Fascislamisme. Les voies de l’existence
Cette fiction semi autobiographique est le second livre de la trilogie dont le titre fédérateur est « Les voies de l’existence ». Ce roman est l’antidote de l’histoire officielle turque. Il est le contrepoison par excellence. Jamais dans un roman, l’histoire officielle de ce pays n’a été traitée dans sa globalité. Jamais le mensonge d’État, n’a été si radicalement décortiqué, terrassé, anéanti et déstructuré. Donc, pour la première fois vous allez découvrir cette nouvelle Turquie apocalyptique. La vraie. Le héros, Cem Aren, le jeune journaliste du premier volume devient un politologue, un éditeur, un intellectuel et un sage dans ce tome et décrit ses mésaventures dans cette Turquie « républicaine et laïque » -de nom- qui est devenue islamo-fasciste où sévit un totalitarisme théocratique.
Des deux extrémités du pays Sarp à l’est et Marmaris à l’ouest, nous quitterons la Turquie. Ma femme Azra partira vers la Géorgie, et moi-même vers l’île de Rhodes, vers la Grèce.
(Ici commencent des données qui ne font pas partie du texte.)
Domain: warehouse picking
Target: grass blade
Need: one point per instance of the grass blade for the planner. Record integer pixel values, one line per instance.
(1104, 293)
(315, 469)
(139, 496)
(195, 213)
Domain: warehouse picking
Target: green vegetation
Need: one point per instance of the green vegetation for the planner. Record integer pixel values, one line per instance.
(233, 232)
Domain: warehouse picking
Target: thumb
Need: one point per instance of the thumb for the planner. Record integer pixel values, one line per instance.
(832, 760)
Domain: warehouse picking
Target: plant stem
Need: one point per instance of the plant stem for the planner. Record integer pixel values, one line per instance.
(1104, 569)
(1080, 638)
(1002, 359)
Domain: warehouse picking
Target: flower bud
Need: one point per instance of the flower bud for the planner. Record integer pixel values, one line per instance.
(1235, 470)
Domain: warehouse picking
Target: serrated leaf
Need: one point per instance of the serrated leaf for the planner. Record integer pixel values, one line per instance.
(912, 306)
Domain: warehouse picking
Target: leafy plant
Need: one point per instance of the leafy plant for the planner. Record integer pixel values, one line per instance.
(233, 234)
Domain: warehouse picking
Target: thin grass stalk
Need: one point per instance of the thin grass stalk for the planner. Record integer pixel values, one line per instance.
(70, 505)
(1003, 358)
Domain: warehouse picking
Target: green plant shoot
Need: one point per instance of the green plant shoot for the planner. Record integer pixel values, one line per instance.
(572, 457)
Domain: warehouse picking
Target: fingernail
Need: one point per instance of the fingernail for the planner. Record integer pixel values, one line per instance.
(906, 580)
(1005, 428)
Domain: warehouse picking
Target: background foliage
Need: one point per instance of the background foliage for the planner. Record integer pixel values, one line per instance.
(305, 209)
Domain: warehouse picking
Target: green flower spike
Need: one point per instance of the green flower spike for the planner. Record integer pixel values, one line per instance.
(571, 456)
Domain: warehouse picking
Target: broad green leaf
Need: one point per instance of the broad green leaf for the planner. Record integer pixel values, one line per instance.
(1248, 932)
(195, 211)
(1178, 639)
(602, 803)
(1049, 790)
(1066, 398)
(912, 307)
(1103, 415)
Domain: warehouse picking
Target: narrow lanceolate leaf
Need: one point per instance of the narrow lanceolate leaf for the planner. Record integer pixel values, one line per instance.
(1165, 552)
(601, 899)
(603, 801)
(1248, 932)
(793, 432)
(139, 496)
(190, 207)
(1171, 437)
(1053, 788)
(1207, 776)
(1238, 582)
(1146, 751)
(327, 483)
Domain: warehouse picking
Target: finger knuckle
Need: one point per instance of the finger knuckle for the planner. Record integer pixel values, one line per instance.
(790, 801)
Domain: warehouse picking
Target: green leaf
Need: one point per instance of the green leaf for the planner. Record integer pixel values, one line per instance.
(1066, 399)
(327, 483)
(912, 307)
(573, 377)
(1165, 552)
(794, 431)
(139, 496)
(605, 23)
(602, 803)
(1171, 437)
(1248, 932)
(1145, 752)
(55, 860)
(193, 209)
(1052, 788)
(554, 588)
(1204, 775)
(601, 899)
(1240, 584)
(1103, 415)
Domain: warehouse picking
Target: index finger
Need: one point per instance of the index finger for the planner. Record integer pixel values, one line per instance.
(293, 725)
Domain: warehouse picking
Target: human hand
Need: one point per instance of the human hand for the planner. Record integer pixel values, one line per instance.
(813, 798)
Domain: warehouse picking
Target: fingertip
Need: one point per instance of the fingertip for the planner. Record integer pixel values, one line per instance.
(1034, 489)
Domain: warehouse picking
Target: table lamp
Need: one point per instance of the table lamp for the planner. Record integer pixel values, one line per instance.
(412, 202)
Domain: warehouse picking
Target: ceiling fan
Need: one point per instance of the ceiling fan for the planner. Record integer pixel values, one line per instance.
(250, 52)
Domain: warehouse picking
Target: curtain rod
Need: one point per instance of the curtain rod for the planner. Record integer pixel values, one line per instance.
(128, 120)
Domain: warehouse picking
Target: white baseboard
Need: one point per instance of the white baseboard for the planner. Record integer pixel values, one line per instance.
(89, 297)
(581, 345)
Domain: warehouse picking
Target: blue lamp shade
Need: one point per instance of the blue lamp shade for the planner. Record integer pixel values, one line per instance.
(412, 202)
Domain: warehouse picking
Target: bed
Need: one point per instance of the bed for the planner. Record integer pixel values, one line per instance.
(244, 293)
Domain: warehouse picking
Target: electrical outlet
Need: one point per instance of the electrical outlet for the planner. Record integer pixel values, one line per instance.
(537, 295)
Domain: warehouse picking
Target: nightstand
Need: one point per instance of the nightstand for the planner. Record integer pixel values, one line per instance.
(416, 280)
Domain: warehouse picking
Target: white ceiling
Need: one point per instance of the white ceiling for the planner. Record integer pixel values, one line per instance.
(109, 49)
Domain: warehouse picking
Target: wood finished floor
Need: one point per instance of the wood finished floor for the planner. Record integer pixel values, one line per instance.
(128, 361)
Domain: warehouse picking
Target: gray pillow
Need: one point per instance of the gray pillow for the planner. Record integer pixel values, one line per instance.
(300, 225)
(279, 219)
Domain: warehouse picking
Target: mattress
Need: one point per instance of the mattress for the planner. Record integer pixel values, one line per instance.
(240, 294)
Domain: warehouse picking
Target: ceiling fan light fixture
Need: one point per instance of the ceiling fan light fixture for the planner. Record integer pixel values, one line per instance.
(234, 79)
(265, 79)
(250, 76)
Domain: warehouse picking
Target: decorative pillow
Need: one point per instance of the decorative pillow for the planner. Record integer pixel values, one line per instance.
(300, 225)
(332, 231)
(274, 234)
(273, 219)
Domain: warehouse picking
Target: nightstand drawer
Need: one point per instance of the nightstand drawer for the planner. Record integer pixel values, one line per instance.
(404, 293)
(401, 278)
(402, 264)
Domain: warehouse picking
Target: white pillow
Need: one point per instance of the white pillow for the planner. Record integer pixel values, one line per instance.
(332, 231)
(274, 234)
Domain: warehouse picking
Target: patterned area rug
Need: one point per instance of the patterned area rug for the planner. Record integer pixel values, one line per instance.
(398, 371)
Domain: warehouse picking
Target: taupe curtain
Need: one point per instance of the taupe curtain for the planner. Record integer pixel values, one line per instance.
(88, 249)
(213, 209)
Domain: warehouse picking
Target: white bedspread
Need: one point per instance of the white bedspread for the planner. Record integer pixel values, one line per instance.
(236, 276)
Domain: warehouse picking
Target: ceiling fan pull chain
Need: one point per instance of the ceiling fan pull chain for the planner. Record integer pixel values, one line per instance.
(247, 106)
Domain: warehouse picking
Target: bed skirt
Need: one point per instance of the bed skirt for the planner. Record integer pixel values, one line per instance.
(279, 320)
Nous sommes recherchés car il y a eu une décision de justice : trois ans de condamnation ferme pour chacun, à cause de nos publications, accompagnée d’une interdiction de quitter le territoire. Quand le fascisme turc s’acharne et s’abat il fait la totale ! Il a attaqué ma famille. Une personne ne lui suffit pas. Je n’utilise pas mon passeport turc dont mon vrai nom est Cem Aren, mais celui donné par la France à la suite de l’ordre du président François Mitterrand lors du coup d’Etat de 1980. Je l’avais baptisé le «passeport Mitterrand». Il m’avait sauvé. Mon nom est donc Julien Mathieu. La France est ma seconde patrie et je suis parisien. J’y est vécu entre 1973-1983, au total dix années, en tant qu’étudiant et journaliste. Après cette période, j’y suis retourné de nombreuses fois durant plusieurs années. J’ai un appartement et même une société de communication sur les Champs- Elysées. Depuis 1973, je suis en contact permanent avec cette ville et ce pays. Au début, je connaissais Paris mieux que Constantinople, l’endroit où je suis né. Quand on y passe de l’âge de 20 ans jusqu’à 30, c’est normal. J’ai tout appris de cette ville : la culture, la politique, l’amour. Paris, c’est ma ville. Ceci dit, pour un nomade moderne même « nulle part est un endroit ». Mais bizarrement, c’est la Suède qui nous a invités officiellement pour nous sauver du fascislamisme turc. Elle est pragmatique. La Maire de Paris Anne Hidalgo travaillait sur mon dossier quand la décision de la Suède est tombée. La France est très lente dans ce genre de décision et inefficace. Paris a traîné les pieds, pour donner la nationalité aux trois géants de la littérature : Milan Kundera, Octavio Paz et Carlos Fuentes. Je n’oublierai jamais. C’est Mitterrand qui a fait le nécessaire quand il est devenu président.